Will Twilight put a twinkle in Arab readers’ eyes?
  |  Print This Post Print This Post

The Arab Cultural Center, which has divisions in Casablanca and Beirut, plans to release all four volumes of Stephenie’s Meyer’s Twilight quartet in May. The company bought the rights to the books last October while at the Frankfurt Book Festival and has had all four books simultaneously translated by four different translators.

“Of course, we would have liked to have just used one translator,” says Haissam Fadel, sales director of The Arab Cultural Center, “but we observed that when customers went into a bookstore to buy Twilight they tended to buy multiple volumes, so we wanted to have them on offer all at once.”

He says that when the company bought the rights, the books were not yet quite as well known throughout the Arab world as they were in Europe and the US. “The movie changed all that,” said Fadel.

Though Meyer’s books were the bestselling titles around the globe last year, Fadel is reticent to anoint them a surefire hit, citing the modest sales of the Harry Potter series in the Arab world.

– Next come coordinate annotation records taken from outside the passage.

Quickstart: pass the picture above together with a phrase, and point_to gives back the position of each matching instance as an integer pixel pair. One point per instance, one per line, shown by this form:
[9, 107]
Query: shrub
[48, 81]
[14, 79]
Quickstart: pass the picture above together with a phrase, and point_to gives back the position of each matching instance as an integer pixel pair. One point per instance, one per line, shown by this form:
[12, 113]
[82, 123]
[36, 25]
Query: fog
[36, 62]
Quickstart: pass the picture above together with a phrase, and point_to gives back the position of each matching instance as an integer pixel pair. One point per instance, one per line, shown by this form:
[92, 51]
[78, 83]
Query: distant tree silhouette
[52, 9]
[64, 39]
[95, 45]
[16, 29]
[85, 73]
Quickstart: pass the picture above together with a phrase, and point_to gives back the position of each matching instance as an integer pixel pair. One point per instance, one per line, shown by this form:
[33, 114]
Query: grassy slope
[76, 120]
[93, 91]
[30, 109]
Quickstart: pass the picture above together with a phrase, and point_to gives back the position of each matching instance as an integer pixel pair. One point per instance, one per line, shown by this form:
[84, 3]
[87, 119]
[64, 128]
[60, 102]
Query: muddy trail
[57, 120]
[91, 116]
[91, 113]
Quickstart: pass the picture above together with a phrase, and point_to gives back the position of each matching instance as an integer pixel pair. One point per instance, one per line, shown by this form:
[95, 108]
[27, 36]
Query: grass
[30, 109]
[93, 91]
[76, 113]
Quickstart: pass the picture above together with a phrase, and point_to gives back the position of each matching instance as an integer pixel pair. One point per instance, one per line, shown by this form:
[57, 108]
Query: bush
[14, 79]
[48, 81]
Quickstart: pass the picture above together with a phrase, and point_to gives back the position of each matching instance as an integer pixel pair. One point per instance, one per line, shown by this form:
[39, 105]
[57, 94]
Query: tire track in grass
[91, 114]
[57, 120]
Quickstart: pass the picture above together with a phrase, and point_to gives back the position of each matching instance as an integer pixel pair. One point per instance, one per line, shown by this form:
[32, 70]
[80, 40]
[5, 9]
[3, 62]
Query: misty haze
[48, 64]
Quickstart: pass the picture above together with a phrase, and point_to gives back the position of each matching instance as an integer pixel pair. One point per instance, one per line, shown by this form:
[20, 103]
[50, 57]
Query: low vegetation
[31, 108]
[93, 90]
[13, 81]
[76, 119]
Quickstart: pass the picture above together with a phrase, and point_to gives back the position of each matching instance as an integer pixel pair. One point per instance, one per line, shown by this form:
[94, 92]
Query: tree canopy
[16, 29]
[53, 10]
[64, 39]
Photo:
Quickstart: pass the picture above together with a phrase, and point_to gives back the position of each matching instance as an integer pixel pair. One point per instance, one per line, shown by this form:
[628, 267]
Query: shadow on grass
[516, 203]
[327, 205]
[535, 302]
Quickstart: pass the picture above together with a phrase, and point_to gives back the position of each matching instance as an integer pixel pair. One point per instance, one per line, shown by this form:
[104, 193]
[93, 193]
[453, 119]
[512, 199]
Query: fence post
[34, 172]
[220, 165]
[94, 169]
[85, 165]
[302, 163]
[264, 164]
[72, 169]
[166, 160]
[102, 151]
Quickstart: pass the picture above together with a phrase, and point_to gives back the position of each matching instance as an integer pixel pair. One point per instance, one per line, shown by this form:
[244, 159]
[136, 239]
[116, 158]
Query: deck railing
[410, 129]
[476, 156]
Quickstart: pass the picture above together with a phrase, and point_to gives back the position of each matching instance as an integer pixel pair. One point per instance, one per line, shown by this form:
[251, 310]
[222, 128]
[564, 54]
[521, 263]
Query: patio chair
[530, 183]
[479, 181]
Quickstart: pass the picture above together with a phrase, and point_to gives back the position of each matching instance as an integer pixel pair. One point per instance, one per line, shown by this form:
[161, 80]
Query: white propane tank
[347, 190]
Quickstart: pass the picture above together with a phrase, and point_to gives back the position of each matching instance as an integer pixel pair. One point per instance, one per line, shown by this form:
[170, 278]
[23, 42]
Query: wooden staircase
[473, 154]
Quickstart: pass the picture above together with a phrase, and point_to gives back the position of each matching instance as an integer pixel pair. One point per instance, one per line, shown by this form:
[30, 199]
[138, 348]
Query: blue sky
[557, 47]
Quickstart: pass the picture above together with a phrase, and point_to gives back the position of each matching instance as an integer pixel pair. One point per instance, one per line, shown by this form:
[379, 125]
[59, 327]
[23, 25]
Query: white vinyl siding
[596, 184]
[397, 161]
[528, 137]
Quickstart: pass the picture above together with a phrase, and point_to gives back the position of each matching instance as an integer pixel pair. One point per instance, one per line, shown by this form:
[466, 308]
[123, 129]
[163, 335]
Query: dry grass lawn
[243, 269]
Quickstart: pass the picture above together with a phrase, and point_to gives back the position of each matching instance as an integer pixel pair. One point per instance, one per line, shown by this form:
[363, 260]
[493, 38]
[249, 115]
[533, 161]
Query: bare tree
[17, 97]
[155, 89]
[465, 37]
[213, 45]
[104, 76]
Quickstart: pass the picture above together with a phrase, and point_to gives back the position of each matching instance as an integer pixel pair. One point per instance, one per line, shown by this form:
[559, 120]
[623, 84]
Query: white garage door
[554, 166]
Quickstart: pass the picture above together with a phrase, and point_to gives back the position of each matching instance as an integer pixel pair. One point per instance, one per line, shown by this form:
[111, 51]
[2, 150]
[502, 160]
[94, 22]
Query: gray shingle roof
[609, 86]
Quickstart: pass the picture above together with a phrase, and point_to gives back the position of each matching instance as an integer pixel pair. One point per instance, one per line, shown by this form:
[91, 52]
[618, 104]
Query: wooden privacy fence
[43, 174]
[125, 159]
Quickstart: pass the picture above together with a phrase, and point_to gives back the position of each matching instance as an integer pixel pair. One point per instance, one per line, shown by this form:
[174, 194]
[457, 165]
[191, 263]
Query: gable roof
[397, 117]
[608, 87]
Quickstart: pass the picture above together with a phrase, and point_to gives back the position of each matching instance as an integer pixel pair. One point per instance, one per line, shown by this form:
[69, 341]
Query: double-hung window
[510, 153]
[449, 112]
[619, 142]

The company has more experience publishing literary authors, such as Milan Kundera, Haruki Murakami,

Fadel says that part of the potential appeal of publishing Twilight was the lack of sex or drug use, something that would not be tolerated to a Muslim reader

In all Fadel is optimistic, “We’re excited by the possibility, but also a little scared, he said, “This is a new territory. Young adult fiction is not something you often see in the Arab world. It has a lot of potential and if it works it could bring us a lot of new readers.”